Not only is spending up, said association president Gavin Dirom, but B. C. is attracting the world’s major players in the mining business and taking a bigger piece of overall Canadian exploration expenditures.

B. C. is now attracting 20 per cent of all expenditures in Canada, up from five to six per cent in the late- 1990s, he said.

“This is great news. This is exactly what we have been trying to do for many years now is to encourage that investment,” he said. “It’s the right policy measures in place and, yes, there has been a commodities boom, which is a factor, of course.”

The convention, billed as the world’s premier mineral exploration conference, has attracted more than 7,000 delegates. The message they heard Monday was what they came for — mining in this province is going through a renaissance, with three new mines in production since 2011, three under construction, and five approvals for expansion.

There are 50 to 55 advanced exploration projects, said Bruce Madu, director of mineral development at the provincial energy and mines ministry.

At the same time delegates were digesting the 2012 numbers, the Conference Board of Canada released a report forecasting a doubling of mining expenditures in Canada’s North over this decade, with northern B. C. expected to see the most growth.

“Mining output ( in northern B. C.) will increase by an impressive 300 per cent between 2011 and 2020, a compound annual growth rate averaging 17 per cent,” the conference board report stated. “With several new mines opening between 2013 and 2020, it is not surprising that employment will shoot up as well.”

Dirom also said the growth in the industry can be attributed to the fact that the B. C. industry and government have taken a leading role in Canada in addressing First Nations issues over resource use and revenue sharing. It has brought more certainty to the province’s mining sector.
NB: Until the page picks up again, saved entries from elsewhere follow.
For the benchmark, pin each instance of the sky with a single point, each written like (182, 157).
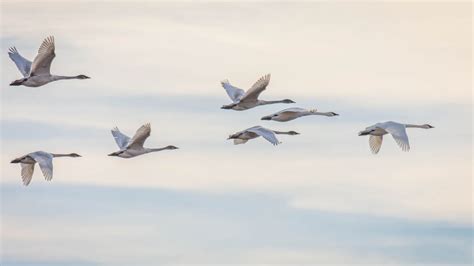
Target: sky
(318, 198)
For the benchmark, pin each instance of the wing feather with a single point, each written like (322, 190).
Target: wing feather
(140, 136)
(23, 64)
(252, 94)
(121, 139)
(235, 94)
(42, 62)
(399, 133)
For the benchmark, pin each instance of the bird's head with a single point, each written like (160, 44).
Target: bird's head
(171, 147)
(234, 136)
(18, 160)
(366, 132)
(268, 117)
(117, 153)
(18, 82)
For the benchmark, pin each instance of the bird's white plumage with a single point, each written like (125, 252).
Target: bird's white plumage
(265, 133)
(27, 170)
(42, 62)
(375, 142)
(399, 133)
(23, 64)
(235, 94)
(121, 139)
(45, 161)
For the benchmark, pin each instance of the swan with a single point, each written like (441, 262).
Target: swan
(133, 147)
(397, 130)
(245, 100)
(257, 131)
(45, 161)
(295, 112)
(37, 73)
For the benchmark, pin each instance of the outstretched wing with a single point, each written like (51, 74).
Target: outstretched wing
(252, 94)
(42, 63)
(265, 133)
(240, 141)
(23, 64)
(121, 139)
(45, 161)
(27, 172)
(140, 136)
(399, 133)
(235, 94)
(375, 142)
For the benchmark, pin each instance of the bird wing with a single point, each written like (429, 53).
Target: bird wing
(257, 88)
(375, 142)
(121, 139)
(140, 136)
(240, 141)
(235, 94)
(42, 63)
(23, 64)
(294, 110)
(399, 133)
(265, 133)
(27, 172)
(45, 161)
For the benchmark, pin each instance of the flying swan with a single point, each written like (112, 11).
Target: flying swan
(257, 131)
(245, 100)
(295, 112)
(38, 73)
(397, 130)
(45, 161)
(134, 147)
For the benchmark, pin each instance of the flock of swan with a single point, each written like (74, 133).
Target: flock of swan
(37, 73)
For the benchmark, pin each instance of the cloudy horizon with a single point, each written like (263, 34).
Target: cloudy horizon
(319, 197)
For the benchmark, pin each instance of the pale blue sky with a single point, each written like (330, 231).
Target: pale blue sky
(318, 198)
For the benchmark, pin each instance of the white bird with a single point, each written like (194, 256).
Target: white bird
(45, 161)
(295, 112)
(133, 147)
(245, 100)
(257, 131)
(397, 130)
(38, 73)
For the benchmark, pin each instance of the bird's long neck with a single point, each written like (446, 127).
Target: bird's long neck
(416, 126)
(318, 113)
(156, 149)
(282, 132)
(262, 102)
(55, 77)
(61, 155)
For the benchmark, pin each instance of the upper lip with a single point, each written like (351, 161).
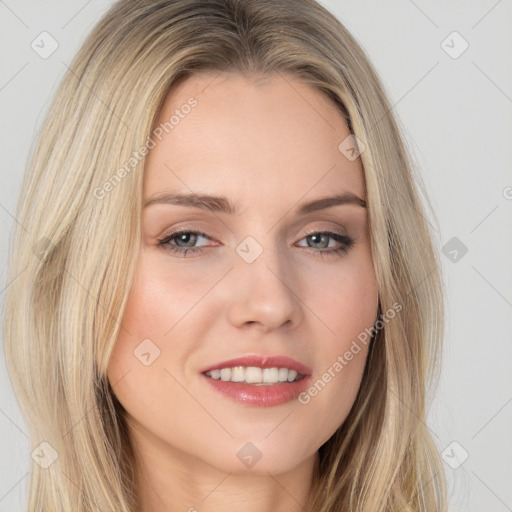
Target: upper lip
(260, 361)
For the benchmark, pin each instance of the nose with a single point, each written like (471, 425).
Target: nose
(265, 293)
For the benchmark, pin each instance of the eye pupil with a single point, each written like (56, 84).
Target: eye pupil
(316, 238)
(186, 238)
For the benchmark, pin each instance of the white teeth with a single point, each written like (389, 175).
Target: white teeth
(283, 374)
(225, 374)
(254, 375)
(270, 375)
(291, 375)
(237, 374)
(215, 374)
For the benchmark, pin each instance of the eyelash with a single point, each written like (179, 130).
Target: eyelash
(346, 242)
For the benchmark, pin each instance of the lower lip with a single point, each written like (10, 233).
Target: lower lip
(260, 396)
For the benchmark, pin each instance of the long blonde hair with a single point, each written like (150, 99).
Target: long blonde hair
(73, 255)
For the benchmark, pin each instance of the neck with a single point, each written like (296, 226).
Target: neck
(178, 482)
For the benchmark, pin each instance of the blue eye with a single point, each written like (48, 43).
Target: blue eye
(184, 241)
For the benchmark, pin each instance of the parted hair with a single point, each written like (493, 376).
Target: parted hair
(73, 253)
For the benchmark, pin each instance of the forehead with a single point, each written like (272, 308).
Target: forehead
(263, 139)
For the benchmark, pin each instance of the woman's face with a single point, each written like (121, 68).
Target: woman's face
(274, 291)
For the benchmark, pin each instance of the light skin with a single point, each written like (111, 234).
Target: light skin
(269, 146)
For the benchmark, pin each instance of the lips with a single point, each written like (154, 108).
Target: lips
(264, 392)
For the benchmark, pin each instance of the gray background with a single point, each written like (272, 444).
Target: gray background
(456, 111)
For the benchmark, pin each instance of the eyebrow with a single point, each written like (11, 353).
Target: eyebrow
(222, 204)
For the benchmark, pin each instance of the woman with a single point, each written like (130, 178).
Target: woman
(228, 296)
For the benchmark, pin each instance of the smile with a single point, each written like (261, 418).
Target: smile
(259, 381)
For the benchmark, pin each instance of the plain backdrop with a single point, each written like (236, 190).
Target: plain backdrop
(446, 68)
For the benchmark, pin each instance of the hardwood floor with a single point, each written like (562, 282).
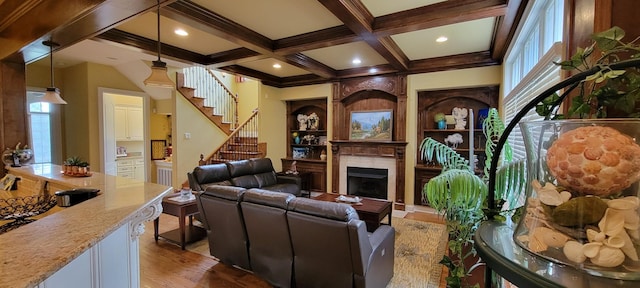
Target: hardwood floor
(166, 265)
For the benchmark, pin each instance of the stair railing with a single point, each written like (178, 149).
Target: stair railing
(241, 144)
(215, 94)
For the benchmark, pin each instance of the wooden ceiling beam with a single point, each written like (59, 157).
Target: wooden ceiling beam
(438, 14)
(22, 22)
(266, 79)
(460, 61)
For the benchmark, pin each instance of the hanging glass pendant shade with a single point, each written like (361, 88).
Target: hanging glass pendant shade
(159, 77)
(52, 95)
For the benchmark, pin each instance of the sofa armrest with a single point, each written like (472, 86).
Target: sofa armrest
(379, 269)
(281, 179)
(193, 184)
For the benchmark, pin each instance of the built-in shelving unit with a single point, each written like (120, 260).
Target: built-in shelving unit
(306, 154)
(443, 101)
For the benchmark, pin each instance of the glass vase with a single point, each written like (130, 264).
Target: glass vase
(583, 195)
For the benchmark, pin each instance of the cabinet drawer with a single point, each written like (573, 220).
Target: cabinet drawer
(125, 169)
(126, 174)
(127, 162)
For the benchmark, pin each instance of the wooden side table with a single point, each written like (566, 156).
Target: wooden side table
(184, 234)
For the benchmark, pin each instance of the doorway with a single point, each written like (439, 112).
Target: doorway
(124, 132)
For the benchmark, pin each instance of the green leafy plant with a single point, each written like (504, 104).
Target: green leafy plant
(609, 92)
(76, 161)
(460, 195)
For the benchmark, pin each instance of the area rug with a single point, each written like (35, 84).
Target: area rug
(418, 249)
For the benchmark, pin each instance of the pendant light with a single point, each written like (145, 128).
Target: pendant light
(159, 77)
(52, 95)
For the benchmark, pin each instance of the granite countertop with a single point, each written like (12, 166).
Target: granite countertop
(35, 251)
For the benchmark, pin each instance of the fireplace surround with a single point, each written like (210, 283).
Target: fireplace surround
(370, 94)
(367, 182)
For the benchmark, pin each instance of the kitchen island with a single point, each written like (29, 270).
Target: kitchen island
(91, 244)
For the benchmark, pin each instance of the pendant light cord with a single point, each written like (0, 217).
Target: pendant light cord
(158, 15)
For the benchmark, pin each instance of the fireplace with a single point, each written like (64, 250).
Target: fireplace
(367, 182)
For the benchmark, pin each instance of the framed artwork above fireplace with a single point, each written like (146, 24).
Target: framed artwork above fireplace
(373, 125)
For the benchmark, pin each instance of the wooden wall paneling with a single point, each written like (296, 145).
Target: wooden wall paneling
(13, 106)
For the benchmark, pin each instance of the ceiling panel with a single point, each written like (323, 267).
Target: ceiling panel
(380, 8)
(266, 66)
(275, 19)
(198, 41)
(341, 56)
(466, 37)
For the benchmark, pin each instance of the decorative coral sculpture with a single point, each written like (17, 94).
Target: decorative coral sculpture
(595, 160)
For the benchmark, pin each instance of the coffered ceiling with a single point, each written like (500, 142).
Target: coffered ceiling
(314, 41)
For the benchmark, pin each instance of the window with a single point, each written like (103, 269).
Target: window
(40, 124)
(529, 68)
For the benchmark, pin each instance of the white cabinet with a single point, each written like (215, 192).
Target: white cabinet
(128, 123)
(112, 262)
(138, 169)
(131, 168)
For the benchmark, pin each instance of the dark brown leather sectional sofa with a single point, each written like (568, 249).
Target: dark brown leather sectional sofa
(252, 173)
(295, 242)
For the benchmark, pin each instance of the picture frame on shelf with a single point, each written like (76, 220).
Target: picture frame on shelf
(157, 149)
(372, 125)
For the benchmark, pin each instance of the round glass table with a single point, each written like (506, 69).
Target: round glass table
(495, 245)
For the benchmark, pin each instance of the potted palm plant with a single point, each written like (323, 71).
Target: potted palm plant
(75, 166)
(460, 196)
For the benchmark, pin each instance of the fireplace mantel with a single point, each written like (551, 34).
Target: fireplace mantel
(373, 149)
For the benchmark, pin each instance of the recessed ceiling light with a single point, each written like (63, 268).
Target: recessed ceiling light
(442, 39)
(181, 32)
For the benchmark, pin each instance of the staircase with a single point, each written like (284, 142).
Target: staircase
(241, 144)
(207, 93)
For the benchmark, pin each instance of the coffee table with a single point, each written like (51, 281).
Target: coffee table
(370, 210)
(181, 209)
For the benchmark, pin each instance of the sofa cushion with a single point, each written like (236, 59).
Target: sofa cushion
(212, 173)
(284, 188)
(324, 209)
(231, 193)
(246, 181)
(239, 168)
(261, 165)
(266, 179)
(268, 198)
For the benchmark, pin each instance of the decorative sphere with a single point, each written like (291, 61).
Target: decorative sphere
(594, 160)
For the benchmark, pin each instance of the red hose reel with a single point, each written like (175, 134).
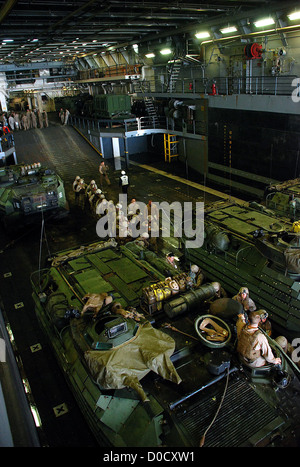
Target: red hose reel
(253, 51)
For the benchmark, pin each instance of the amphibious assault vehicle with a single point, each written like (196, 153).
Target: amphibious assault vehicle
(147, 362)
(256, 249)
(29, 190)
(284, 198)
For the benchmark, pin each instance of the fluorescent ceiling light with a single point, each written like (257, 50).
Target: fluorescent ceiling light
(202, 35)
(166, 51)
(264, 22)
(295, 15)
(228, 30)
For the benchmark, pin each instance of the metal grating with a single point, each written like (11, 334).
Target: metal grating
(236, 421)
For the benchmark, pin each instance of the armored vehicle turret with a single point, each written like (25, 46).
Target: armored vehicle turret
(29, 190)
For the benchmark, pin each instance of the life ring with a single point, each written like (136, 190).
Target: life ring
(217, 335)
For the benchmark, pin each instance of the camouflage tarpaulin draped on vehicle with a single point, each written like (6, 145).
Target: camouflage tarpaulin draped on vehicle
(126, 364)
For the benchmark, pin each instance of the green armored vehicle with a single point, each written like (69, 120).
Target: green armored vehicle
(258, 250)
(145, 360)
(26, 191)
(284, 198)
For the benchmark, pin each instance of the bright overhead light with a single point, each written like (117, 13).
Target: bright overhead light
(264, 22)
(228, 30)
(202, 35)
(295, 15)
(166, 51)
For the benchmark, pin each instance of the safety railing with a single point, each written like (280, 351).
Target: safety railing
(194, 127)
(109, 71)
(257, 85)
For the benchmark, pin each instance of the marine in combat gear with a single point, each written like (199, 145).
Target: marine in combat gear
(253, 346)
(244, 299)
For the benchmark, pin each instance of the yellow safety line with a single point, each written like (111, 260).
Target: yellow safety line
(193, 184)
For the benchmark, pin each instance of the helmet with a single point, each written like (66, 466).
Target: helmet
(254, 317)
(216, 286)
(263, 314)
(282, 341)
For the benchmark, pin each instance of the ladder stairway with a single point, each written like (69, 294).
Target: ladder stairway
(139, 86)
(175, 70)
(170, 147)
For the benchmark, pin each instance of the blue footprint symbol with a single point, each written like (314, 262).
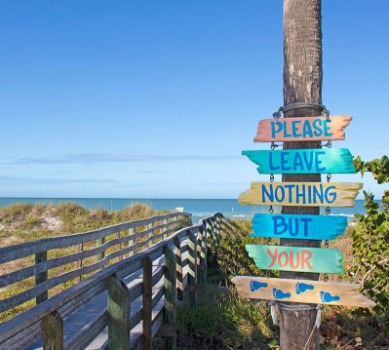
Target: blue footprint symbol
(279, 294)
(255, 285)
(327, 297)
(303, 287)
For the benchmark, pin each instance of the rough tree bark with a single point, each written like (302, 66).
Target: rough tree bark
(302, 83)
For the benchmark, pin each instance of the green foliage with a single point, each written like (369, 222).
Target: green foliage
(226, 320)
(231, 255)
(378, 167)
(371, 241)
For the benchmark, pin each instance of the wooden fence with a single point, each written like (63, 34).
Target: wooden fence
(122, 281)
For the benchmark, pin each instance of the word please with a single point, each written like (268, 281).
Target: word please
(298, 193)
(300, 128)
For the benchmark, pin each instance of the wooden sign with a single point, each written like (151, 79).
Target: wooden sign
(301, 291)
(302, 259)
(298, 226)
(303, 161)
(311, 194)
(302, 129)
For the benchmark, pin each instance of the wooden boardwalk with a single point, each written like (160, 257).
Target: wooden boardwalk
(96, 308)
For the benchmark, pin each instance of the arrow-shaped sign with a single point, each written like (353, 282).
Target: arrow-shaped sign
(311, 194)
(302, 129)
(313, 227)
(303, 161)
(302, 259)
(301, 291)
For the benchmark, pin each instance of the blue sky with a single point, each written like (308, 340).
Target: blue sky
(157, 99)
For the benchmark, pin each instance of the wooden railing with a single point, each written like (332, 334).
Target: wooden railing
(125, 286)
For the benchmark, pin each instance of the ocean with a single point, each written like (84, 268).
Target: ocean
(199, 208)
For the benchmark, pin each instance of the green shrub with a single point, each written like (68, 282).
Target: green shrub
(231, 255)
(371, 242)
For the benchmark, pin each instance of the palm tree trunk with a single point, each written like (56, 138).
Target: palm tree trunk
(302, 83)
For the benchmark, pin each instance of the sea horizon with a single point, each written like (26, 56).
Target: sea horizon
(198, 207)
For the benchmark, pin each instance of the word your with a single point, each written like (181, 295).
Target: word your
(298, 193)
(302, 128)
(293, 260)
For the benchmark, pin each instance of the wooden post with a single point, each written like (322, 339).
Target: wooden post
(147, 302)
(41, 277)
(192, 277)
(119, 314)
(80, 249)
(99, 243)
(302, 84)
(203, 254)
(166, 227)
(179, 272)
(170, 297)
(52, 327)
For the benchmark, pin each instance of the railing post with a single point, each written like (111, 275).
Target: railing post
(218, 230)
(203, 254)
(179, 272)
(52, 327)
(165, 227)
(170, 298)
(131, 242)
(192, 277)
(147, 302)
(99, 243)
(80, 249)
(41, 277)
(151, 234)
(119, 314)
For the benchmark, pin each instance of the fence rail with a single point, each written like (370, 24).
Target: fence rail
(119, 299)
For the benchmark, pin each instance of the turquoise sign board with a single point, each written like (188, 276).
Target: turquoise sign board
(303, 161)
(312, 227)
(299, 259)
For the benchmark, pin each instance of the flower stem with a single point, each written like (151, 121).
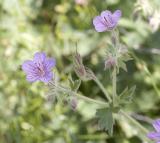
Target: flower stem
(87, 99)
(103, 89)
(114, 83)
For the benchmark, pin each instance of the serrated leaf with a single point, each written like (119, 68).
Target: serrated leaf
(127, 95)
(105, 119)
(74, 85)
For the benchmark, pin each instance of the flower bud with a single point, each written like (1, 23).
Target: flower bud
(73, 103)
(110, 62)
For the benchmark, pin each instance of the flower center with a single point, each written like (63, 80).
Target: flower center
(41, 71)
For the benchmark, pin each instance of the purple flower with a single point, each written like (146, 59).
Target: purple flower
(106, 21)
(81, 2)
(40, 68)
(155, 135)
(110, 62)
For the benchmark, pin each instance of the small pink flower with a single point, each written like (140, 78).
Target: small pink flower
(110, 62)
(81, 2)
(106, 21)
(156, 134)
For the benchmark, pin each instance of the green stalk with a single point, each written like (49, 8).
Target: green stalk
(114, 83)
(103, 89)
(87, 99)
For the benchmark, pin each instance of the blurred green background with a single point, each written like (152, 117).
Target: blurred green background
(55, 26)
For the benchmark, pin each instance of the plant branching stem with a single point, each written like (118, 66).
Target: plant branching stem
(114, 83)
(87, 99)
(103, 89)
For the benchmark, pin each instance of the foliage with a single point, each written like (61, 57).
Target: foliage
(55, 26)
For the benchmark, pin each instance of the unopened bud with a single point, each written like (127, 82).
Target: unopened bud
(110, 62)
(73, 103)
At Monday’s session, the audience was heavily sprinkled with aboriginal delegates and First Nations have their own pavilion at the convention.

Earlier in the day, New Gold president Bob Gallagher outlined to a breakfast meeting his company’s approach to First Nations. New Gold’s New Afton mine near Kamloops is one of several B. C. mining operations where First Nations have a wide range of agreements with the company and a revenuesharing agreement with the province. At New Afton, 20 per cent of the employees come from nearby First Nations. Financial considerations are critical, Gallagher said.

“You are making a huge impact on their land and are there for only a little while and then gone,” he said.

Companies need to talk often and talk early to First Nations, he said, if they expect to be successful in developing projects. “We all want to do the right thing; most of the time we do do the right thing,” Gallagher said of the industry. “But we have a pretty checkered history, to be frank.”

He said New Gold has a communications protocol with First Nations laying out who talks to whom about what. As president of New Gold, he is personally involved in discussions with leaders, he said.

Gallagher also briefed the delegates on the company’s Blackwater project, a major gold- silver discovery 110 kilometres south of Vanderhoof. He said New Gold spent $ 130 million on the project in 2012 alone.

“The deposit lay undetected for years and years because the whole Nechako plateau is covered by a relatively shallow covering of glacial till, so there is very little outcrop in the whole area. It’s basically unexplored so there is a lot of activity up there now.”

That region of B. C. is active for exploration, Madu noted. He also told delegates about a new technology being used in B. C. for outlining ore bodies that makes use of the fact that solar rays will pass through the earth but are stopped by certain ore bodies. The technology involves sub- atomic particles called muons.

“So if you can get underneath your ore body and look upward, the shadows of the muons will give you some indication ( of what is there),” Madu said.